Current economy could cause surge in future oil prices
An International Energy Agency (IEA) report says the current drop in energy investment because of the economic slowdown could cause a severe increase in oil prices within three years, according to The Wall Street Journal. The report emphasizes the increasing risk that crude oil supply could tighten quickly once the world economy recovers.
In recent months, oil companies and investors have cancelled or postponed about $170 billion of energy investment equivalent to roughly 2 million barrels per day in future oil supply.

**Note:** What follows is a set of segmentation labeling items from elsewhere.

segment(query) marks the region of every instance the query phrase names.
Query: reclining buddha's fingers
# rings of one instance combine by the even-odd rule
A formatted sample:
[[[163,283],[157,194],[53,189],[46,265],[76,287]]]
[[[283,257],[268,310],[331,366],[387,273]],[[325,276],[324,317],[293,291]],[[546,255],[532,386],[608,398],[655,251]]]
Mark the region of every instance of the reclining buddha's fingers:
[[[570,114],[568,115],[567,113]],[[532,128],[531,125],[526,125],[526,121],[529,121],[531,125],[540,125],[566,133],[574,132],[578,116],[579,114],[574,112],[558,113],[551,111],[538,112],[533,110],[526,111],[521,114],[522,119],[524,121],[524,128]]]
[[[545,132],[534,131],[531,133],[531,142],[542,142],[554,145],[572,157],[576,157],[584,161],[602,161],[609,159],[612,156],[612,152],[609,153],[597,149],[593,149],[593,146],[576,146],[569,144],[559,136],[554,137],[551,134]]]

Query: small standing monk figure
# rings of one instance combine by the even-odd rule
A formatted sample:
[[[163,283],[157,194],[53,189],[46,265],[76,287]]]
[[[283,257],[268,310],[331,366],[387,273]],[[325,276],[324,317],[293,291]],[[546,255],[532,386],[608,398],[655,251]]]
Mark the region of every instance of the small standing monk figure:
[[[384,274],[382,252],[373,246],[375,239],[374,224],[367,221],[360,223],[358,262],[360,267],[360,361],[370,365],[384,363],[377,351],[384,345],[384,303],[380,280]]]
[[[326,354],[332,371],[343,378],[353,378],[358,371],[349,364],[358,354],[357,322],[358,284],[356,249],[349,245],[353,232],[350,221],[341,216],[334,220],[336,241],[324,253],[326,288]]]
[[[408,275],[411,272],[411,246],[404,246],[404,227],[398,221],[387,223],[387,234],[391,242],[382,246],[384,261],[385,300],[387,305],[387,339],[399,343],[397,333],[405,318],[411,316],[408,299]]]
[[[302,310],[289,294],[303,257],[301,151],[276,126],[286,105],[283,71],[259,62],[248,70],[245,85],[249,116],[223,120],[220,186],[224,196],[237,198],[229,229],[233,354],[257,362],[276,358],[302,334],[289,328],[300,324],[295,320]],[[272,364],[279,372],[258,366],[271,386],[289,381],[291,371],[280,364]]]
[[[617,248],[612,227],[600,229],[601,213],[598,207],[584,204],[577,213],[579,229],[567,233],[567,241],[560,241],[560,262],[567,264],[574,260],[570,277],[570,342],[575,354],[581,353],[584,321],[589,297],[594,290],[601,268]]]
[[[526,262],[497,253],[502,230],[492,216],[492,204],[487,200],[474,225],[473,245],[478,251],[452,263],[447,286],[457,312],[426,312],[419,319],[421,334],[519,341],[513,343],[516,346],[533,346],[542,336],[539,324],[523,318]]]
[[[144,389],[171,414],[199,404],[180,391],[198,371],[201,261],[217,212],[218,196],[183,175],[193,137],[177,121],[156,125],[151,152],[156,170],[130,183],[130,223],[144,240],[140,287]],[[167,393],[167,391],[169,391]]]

An additional 4.2 million barrels per day in future oil supply has been delayed by at least 18 months.
"What we're saying is that come around 2012, the effects of this big recession on oil investment and capacity, if current trends continue, could be severe with much higher oil prices," says IEA Chief Economist Fatih Birol.
The IEA estimates oil demand will drop 3 percent to about 83 million barrels per day this year, which is the sharpest drop in about 30 years. Many analysts say oil prices during the next few years could exceed $100 per barrel because of relatively quick energy consumption growth in markets like China, as well as the fact that much of the world's easy-to-tap oil already has been discovered.
However, oil demand recovery still is difficult to predict. Several governments in developed countries are moving forward with energy efficiency, which could ease oil price increases as oil demand recovers.